Email Privacy Act Introduced With Bi-Partisan Support in the House
On January 9, 2017, lawmakers in the House re-introduced legislation, the Email Privacy Act, which, if enacted, would require the government to obtain a court-issued warrant to access electronic communications, including emails and social networking messages, from cloud providers (e.g., Google, Yahoo) when such communications are older than 180 days. Current law, the Electronic Communications Privacy Act (ECPA), only requires court-issued warrants for electronic communications that are 180 days old or less, but authorizes law enforcement and some government agencies — such as the SEC — to obtain electronic communications from cloud providers with a subpoena, issued by a prosecutor without approval of a judge, if the communications are older than 180 days.
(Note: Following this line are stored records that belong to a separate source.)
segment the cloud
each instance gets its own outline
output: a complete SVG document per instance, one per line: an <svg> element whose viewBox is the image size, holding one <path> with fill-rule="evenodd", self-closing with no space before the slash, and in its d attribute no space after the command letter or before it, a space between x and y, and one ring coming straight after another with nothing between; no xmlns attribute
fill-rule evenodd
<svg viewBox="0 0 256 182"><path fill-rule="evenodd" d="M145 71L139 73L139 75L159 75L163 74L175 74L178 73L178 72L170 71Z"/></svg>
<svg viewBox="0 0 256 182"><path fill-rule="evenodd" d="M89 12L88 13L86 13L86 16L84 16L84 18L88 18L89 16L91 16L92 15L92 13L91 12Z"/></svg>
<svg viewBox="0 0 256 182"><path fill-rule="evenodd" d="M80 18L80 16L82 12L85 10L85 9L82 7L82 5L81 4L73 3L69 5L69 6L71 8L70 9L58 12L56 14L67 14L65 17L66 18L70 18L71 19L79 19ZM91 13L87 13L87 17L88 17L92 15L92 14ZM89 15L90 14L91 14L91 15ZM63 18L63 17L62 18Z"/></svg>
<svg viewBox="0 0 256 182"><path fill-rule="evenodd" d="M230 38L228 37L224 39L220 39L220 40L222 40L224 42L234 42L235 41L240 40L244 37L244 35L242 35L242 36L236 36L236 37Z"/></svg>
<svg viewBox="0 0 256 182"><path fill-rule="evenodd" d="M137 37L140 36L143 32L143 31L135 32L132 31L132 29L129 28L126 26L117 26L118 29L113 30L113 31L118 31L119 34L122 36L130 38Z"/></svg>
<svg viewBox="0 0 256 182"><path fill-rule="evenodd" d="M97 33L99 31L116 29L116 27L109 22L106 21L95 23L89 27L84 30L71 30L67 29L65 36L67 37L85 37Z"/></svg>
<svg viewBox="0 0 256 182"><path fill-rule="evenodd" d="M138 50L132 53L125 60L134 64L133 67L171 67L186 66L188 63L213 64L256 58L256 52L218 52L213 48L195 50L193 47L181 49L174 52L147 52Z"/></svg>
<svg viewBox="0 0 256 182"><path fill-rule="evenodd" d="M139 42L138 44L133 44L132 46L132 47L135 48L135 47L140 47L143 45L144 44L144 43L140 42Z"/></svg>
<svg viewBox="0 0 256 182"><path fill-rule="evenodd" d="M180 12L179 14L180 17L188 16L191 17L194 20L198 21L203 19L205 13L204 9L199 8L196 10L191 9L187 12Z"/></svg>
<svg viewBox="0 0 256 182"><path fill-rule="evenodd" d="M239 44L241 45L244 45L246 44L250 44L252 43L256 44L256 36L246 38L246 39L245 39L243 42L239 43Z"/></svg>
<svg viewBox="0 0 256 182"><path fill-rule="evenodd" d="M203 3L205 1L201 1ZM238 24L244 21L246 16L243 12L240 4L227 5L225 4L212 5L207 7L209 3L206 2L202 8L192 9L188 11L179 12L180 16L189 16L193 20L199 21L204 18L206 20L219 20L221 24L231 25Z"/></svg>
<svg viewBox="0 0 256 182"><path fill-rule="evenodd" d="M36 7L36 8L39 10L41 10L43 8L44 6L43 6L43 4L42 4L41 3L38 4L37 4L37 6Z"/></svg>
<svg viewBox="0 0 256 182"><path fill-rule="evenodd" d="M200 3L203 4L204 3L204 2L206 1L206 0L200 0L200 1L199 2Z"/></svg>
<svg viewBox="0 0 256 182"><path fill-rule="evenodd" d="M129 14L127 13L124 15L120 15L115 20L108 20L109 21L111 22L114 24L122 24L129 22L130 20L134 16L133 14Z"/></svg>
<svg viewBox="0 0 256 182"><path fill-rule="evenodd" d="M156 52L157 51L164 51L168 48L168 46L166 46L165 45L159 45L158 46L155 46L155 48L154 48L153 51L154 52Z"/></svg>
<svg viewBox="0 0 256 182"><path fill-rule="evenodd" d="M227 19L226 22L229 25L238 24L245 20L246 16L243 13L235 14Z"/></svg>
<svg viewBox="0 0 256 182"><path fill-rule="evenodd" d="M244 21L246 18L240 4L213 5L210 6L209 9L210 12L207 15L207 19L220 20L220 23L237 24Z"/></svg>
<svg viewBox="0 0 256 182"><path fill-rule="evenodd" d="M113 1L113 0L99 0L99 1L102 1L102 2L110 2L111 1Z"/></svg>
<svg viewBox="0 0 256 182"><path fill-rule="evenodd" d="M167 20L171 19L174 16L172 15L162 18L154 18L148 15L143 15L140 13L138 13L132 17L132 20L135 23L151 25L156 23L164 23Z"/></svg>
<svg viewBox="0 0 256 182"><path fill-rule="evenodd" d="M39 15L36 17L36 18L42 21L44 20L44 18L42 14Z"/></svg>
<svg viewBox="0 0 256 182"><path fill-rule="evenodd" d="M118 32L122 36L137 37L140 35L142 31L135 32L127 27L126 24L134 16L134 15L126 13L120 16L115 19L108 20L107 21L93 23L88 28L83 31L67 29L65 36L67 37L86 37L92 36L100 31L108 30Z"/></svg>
Supporters of the Email Privacy Act point out that, when Congress enacted the ECPA in 1986, electronic storage was expensive and email service providers typically deleted electronic communications within 90 days. Congress, when enacting the ECPA, did not require warrants for electronic communications that were older than 180 days, because such communications were, to the limited extent any existed, considered “abandoned property.” Supporters of the Email Privacy Act contend that Congress looked at then existing technology and never contemplated that one day many people would store their electronic communications with email service providers for well beyond 180 days. The Email Privacy Act would, according to supporters, fix this outdated flaw in the ECPA.